PIF, which has Saudi crown prince Mohammed Bin Salman as its chairman, emerged as a surprise buyer of the English football club earlier this month and has agreed to buy an 80% share for £300 million. The deal has been widely criticised as ‘sportswashing’ by critics due to the kingdom’s poor human rights record, with Amnesty International writing that the league “risks becoming a patsy”.
Now, the latest opposition to the takeover is beIN, which has had a long-standing row with Saudi Arabia over the country’s facilitation of pirate sports broadcaster beoutQ. An investigation in late 2019 found that beoutQ was based in the al-Qirawan district of Riyadh and that it was not, as the Saudi government had claimed, operating out of Central and South America.

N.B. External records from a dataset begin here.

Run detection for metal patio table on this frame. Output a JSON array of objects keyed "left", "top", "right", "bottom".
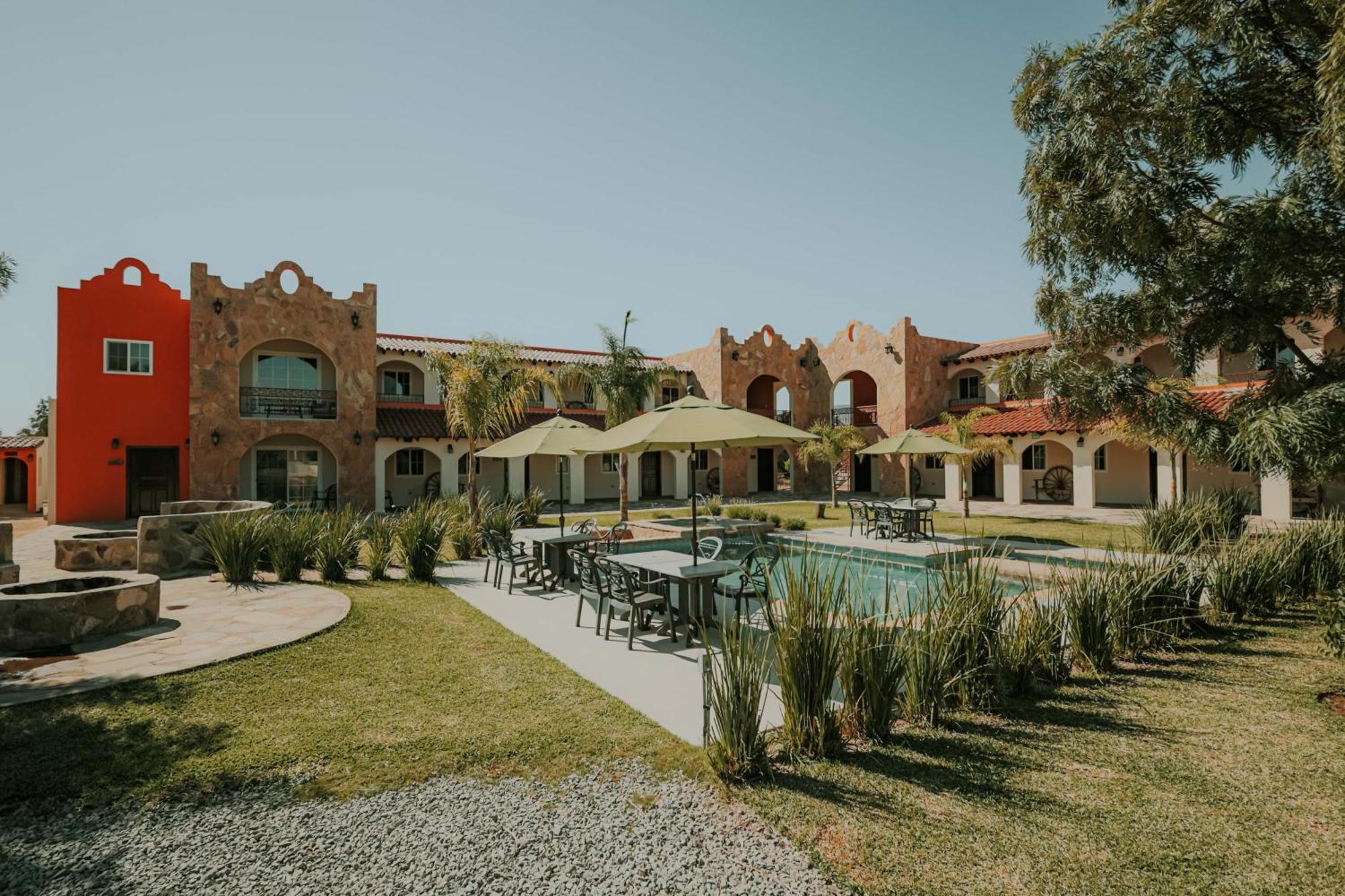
[{"left": 608, "top": 551, "right": 742, "bottom": 646}]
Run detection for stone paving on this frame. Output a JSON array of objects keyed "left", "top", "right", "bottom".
[{"left": 0, "top": 526, "right": 350, "bottom": 706}]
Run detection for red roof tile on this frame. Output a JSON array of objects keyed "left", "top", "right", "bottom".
[
  {"left": 377, "top": 333, "right": 691, "bottom": 372},
  {"left": 944, "top": 332, "right": 1050, "bottom": 363},
  {"left": 377, "top": 405, "right": 607, "bottom": 438}
]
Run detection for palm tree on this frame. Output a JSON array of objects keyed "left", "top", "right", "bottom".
[
  {"left": 428, "top": 339, "right": 554, "bottom": 526},
  {"left": 557, "top": 311, "right": 677, "bottom": 520},
  {"left": 939, "top": 406, "right": 1013, "bottom": 518},
  {"left": 798, "top": 419, "right": 869, "bottom": 507}
]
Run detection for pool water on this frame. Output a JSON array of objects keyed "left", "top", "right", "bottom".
[{"left": 621, "top": 537, "right": 1025, "bottom": 614}]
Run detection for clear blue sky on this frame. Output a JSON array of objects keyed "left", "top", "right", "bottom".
[{"left": 0, "top": 0, "right": 1107, "bottom": 432}]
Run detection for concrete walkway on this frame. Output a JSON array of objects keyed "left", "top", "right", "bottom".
[{"left": 438, "top": 560, "right": 781, "bottom": 744}]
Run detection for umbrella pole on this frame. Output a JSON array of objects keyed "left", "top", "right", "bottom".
[
  {"left": 686, "top": 441, "right": 701, "bottom": 567},
  {"left": 555, "top": 458, "right": 565, "bottom": 534}
]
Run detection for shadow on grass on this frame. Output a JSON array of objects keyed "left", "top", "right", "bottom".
[{"left": 0, "top": 682, "right": 230, "bottom": 811}]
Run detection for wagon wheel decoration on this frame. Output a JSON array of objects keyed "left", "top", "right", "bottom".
[{"left": 1041, "top": 467, "right": 1075, "bottom": 502}]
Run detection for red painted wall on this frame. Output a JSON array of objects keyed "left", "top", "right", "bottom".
[{"left": 55, "top": 258, "right": 191, "bottom": 522}]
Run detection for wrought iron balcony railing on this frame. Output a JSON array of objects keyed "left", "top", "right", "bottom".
[
  {"left": 238, "top": 386, "right": 336, "bottom": 419},
  {"left": 831, "top": 405, "right": 878, "bottom": 426}
]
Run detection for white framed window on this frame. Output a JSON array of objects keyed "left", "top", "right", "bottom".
[
  {"left": 394, "top": 448, "right": 425, "bottom": 477},
  {"left": 256, "top": 354, "right": 319, "bottom": 390},
  {"left": 102, "top": 339, "right": 155, "bottom": 376}
]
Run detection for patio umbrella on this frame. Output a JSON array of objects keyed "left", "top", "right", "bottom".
[
  {"left": 859, "top": 429, "right": 971, "bottom": 499},
  {"left": 581, "top": 395, "right": 818, "bottom": 565},
  {"left": 476, "top": 410, "right": 603, "bottom": 530}
]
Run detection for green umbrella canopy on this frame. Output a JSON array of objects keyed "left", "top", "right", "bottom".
[
  {"left": 859, "top": 429, "right": 971, "bottom": 455},
  {"left": 476, "top": 414, "right": 603, "bottom": 458},
  {"left": 581, "top": 395, "right": 818, "bottom": 454}
]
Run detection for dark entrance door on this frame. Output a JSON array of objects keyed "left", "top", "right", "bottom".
[
  {"left": 971, "top": 458, "right": 995, "bottom": 498},
  {"left": 757, "top": 448, "right": 775, "bottom": 491},
  {"left": 640, "top": 451, "right": 663, "bottom": 498},
  {"left": 126, "top": 448, "right": 178, "bottom": 520},
  {"left": 850, "top": 455, "right": 873, "bottom": 491},
  {"left": 4, "top": 458, "right": 28, "bottom": 505}
]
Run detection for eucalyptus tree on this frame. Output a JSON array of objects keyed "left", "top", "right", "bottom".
[
  {"left": 1006, "top": 0, "right": 1345, "bottom": 479},
  {"left": 796, "top": 419, "right": 869, "bottom": 507},
  {"left": 557, "top": 311, "right": 677, "bottom": 520},
  {"left": 426, "top": 337, "right": 554, "bottom": 528}
]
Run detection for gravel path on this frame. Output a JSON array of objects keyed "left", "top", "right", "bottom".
[{"left": 0, "top": 766, "right": 833, "bottom": 896}]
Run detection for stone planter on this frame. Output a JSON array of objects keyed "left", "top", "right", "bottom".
[
  {"left": 0, "top": 572, "right": 159, "bottom": 651},
  {"left": 55, "top": 529, "right": 139, "bottom": 572}
]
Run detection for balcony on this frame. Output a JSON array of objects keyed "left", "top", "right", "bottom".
[
  {"left": 238, "top": 386, "right": 336, "bottom": 419},
  {"left": 748, "top": 407, "right": 794, "bottom": 426},
  {"left": 831, "top": 405, "right": 878, "bottom": 426}
]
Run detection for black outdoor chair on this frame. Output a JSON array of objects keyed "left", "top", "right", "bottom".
[
  {"left": 594, "top": 559, "right": 678, "bottom": 650},
  {"left": 714, "top": 544, "right": 780, "bottom": 622}
]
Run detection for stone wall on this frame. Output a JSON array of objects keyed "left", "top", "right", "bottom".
[
  {"left": 136, "top": 501, "right": 270, "bottom": 579},
  {"left": 0, "top": 573, "right": 159, "bottom": 650},
  {"left": 55, "top": 532, "right": 139, "bottom": 572},
  {"left": 188, "top": 261, "right": 381, "bottom": 509},
  {"left": 0, "top": 524, "right": 19, "bottom": 585}
]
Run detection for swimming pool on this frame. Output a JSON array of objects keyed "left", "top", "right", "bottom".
[{"left": 621, "top": 536, "right": 1025, "bottom": 614}]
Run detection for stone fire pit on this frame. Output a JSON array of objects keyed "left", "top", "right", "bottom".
[
  {"left": 55, "top": 529, "right": 140, "bottom": 572},
  {"left": 0, "top": 572, "right": 159, "bottom": 651}
]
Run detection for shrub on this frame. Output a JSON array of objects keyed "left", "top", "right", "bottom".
[
  {"left": 195, "top": 513, "right": 270, "bottom": 583},
  {"left": 1205, "top": 538, "right": 1283, "bottom": 622},
  {"left": 364, "top": 514, "right": 397, "bottom": 580},
  {"left": 515, "top": 487, "right": 546, "bottom": 526},
  {"left": 995, "top": 591, "right": 1069, "bottom": 697},
  {"left": 313, "top": 505, "right": 364, "bottom": 581},
  {"left": 705, "top": 619, "right": 769, "bottom": 780},
  {"left": 765, "top": 551, "right": 849, "bottom": 759},
  {"left": 1052, "top": 560, "right": 1122, "bottom": 674},
  {"left": 841, "top": 600, "right": 902, "bottom": 741},
  {"left": 266, "top": 510, "right": 321, "bottom": 581},
  {"left": 1318, "top": 588, "right": 1345, "bottom": 659},
  {"left": 397, "top": 501, "right": 453, "bottom": 581},
  {"left": 931, "top": 563, "right": 1006, "bottom": 709}
]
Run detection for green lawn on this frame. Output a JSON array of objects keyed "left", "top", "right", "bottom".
[
  {"left": 0, "top": 584, "right": 702, "bottom": 806},
  {"left": 542, "top": 501, "right": 1139, "bottom": 549},
  {"left": 736, "top": 618, "right": 1345, "bottom": 893}
]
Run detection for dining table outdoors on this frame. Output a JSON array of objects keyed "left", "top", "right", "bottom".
[
  {"left": 514, "top": 528, "right": 594, "bottom": 591},
  {"left": 608, "top": 551, "right": 741, "bottom": 646}
]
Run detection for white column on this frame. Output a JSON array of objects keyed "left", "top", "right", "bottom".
[
  {"left": 943, "top": 458, "right": 962, "bottom": 501},
  {"left": 625, "top": 451, "right": 644, "bottom": 505},
  {"left": 668, "top": 451, "right": 691, "bottom": 501},
  {"left": 565, "top": 456, "right": 588, "bottom": 505},
  {"left": 504, "top": 458, "right": 527, "bottom": 498},
  {"left": 1262, "top": 477, "right": 1294, "bottom": 520},
  {"left": 1001, "top": 438, "right": 1026, "bottom": 505},
  {"left": 1072, "top": 442, "right": 1098, "bottom": 510}
]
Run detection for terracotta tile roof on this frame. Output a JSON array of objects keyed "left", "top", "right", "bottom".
[
  {"left": 377, "top": 405, "right": 605, "bottom": 438},
  {"left": 944, "top": 332, "right": 1050, "bottom": 363},
  {"left": 377, "top": 333, "right": 691, "bottom": 372},
  {"left": 920, "top": 383, "right": 1259, "bottom": 436}
]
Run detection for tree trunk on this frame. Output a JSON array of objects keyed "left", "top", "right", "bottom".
[{"left": 616, "top": 455, "right": 631, "bottom": 522}]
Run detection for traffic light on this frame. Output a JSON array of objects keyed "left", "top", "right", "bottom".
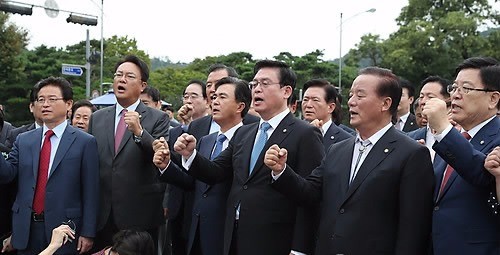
[
  {"left": 0, "top": 1, "right": 32, "bottom": 15},
  {"left": 66, "top": 13, "right": 97, "bottom": 26}
]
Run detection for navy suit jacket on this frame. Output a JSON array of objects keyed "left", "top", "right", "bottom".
[
  {"left": 0, "top": 125, "right": 99, "bottom": 253},
  {"left": 323, "top": 122, "right": 352, "bottom": 151},
  {"left": 188, "top": 113, "right": 324, "bottom": 255},
  {"left": 432, "top": 118, "right": 500, "bottom": 255},
  {"left": 273, "top": 127, "right": 434, "bottom": 255},
  {"left": 161, "top": 133, "right": 231, "bottom": 255}
]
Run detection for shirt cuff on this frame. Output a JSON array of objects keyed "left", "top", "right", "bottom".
[
  {"left": 181, "top": 149, "right": 196, "bottom": 170},
  {"left": 434, "top": 124, "right": 453, "bottom": 142},
  {"left": 271, "top": 164, "right": 288, "bottom": 180}
]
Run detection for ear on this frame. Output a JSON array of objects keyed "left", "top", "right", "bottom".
[
  {"left": 66, "top": 99, "right": 73, "bottom": 111},
  {"left": 488, "top": 91, "right": 500, "bottom": 109},
  {"left": 381, "top": 97, "right": 392, "bottom": 112},
  {"left": 283, "top": 85, "right": 293, "bottom": 100},
  {"left": 236, "top": 102, "right": 245, "bottom": 113}
]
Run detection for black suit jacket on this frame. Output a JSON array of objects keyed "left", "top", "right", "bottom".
[
  {"left": 401, "top": 113, "right": 418, "bottom": 132},
  {"left": 273, "top": 127, "right": 434, "bottom": 255},
  {"left": 89, "top": 102, "right": 169, "bottom": 230},
  {"left": 188, "top": 113, "right": 324, "bottom": 255},
  {"left": 188, "top": 114, "right": 260, "bottom": 140}
]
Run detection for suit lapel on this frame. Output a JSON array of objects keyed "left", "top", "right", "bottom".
[
  {"left": 340, "top": 137, "right": 356, "bottom": 196},
  {"left": 343, "top": 127, "right": 399, "bottom": 203},
  {"left": 49, "top": 125, "right": 76, "bottom": 179},
  {"left": 247, "top": 113, "right": 295, "bottom": 181}
]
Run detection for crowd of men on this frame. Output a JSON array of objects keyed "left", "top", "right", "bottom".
[{"left": 0, "top": 56, "right": 500, "bottom": 255}]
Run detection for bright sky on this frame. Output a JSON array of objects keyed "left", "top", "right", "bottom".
[{"left": 11, "top": 0, "right": 408, "bottom": 62}]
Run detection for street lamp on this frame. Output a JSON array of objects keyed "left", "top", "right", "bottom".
[{"left": 339, "top": 8, "right": 377, "bottom": 93}]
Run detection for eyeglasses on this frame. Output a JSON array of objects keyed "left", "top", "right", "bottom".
[
  {"left": 446, "top": 83, "right": 496, "bottom": 95},
  {"left": 248, "top": 80, "right": 281, "bottom": 89},
  {"left": 62, "top": 220, "right": 76, "bottom": 243},
  {"left": 35, "top": 97, "right": 64, "bottom": 104},
  {"left": 114, "top": 73, "right": 137, "bottom": 81}
]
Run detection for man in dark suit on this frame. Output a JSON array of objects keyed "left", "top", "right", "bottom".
[
  {"left": 394, "top": 78, "right": 418, "bottom": 132},
  {"left": 89, "top": 56, "right": 169, "bottom": 252},
  {"left": 174, "top": 60, "right": 324, "bottom": 255},
  {"left": 0, "top": 77, "right": 99, "bottom": 254},
  {"left": 422, "top": 57, "right": 500, "bottom": 255},
  {"left": 153, "top": 77, "right": 252, "bottom": 255},
  {"left": 302, "top": 79, "right": 351, "bottom": 151},
  {"left": 265, "top": 67, "right": 434, "bottom": 255}
]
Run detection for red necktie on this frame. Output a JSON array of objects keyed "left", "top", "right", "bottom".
[
  {"left": 33, "top": 129, "right": 54, "bottom": 214},
  {"left": 439, "top": 132, "right": 471, "bottom": 195},
  {"left": 115, "top": 109, "right": 127, "bottom": 153}
]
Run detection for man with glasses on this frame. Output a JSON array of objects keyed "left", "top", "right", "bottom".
[
  {"left": 174, "top": 60, "right": 324, "bottom": 255},
  {"left": 89, "top": 56, "right": 169, "bottom": 250},
  {"left": 0, "top": 77, "right": 99, "bottom": 255},
  {"left": 422, "top": 57, "right": 500, "bottom": 255}
]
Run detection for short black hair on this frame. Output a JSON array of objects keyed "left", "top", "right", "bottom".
[
  {"left": 253, "top": 59, "right": 297, "bottom": 90},
  {"left": 70, "top": 99, "right": 97, "bottom": 120},
  {"left": 420, "top": 75, "right": 451, "bottom": 98},
  {"left": 456, "top": 57, "right": 500, "bottom": 91},
  {"left": 35, "top": 76, "right": 73, "bottom": 102},
  {"left": 115, "top": 55, "right": 149, "bottom": 82},
  {"left": 208, "top": 63, "right": 239, "bottom": 78},
  {"left": 215, "top": 77, "right": 252, "bottom": 118},
  {"left": 303, "top": 79, "right": 338, "bottom": 103},
  {"left": 141, "top": 85, "right": 160, "bottom": 103}
]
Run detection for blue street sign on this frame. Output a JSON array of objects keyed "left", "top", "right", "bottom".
[{"left": 61, "top": 65, "right": 83, "bottom": 76}]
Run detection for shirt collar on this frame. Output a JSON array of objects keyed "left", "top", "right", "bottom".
[
  {"left": 463, "top": 115, "right": 497, "bottom": 138},
  {"left": 259, "top": 107, "right": 290, "bottom": 129},
  {"left": 398, "top": 112, "right": 410, "bottom": 123}
]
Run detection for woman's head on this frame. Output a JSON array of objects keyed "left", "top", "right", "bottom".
[{"left": 111, "top": 230, "right": 154, "bottom": 255}]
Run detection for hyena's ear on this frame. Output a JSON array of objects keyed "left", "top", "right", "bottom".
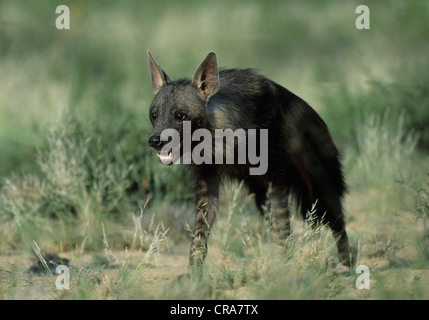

beIN group CEO Yousef al-Obaidly has sent a letter to the Premier League clubs’ chairmen to highlight the impact that Saudi Arabia has had not only on itself but to the league.
He wrote: “The potential acquirer of Newcastle United [has] caused huge damage to your club’s and the Premier League’s commercial revenues. The legacy of the illegal service will continue to impact you going forward. When the Premier League season recommences in the coming months, all of the league’s broadcasters’ content will continue to be readily and illegally available via the IPTV streaming functionality on the beoutQ set-top-boxes which were sold in significant quantities in Saudi Arabia and the broader MENA region.
“Furthermore – given the crippling economic effect that coronavirus is having on the sports industry – this is all happening at a time when football clubs need to protect their broadcast revenue the most.”
The CEO also sent a letter to Premier League chief exec Richard Masters which reiterated the “direct role of Saudi Arabia in the launch, promotion and operation of the beoutQ service” and stated “the challenge the Premier League itself has faced and will continue to face in taking any action to protect its own intellectual property rights in the country”.
Despite the controversy stirred up by the involvement of the Saudi government, the deal is likely to go through without any opposition from the UK government. When asked about the subject at a DCMS committee meeting on Wednesday, culture secretary Oliver Dowden said that it is a “matter for the Premier League” to deal with.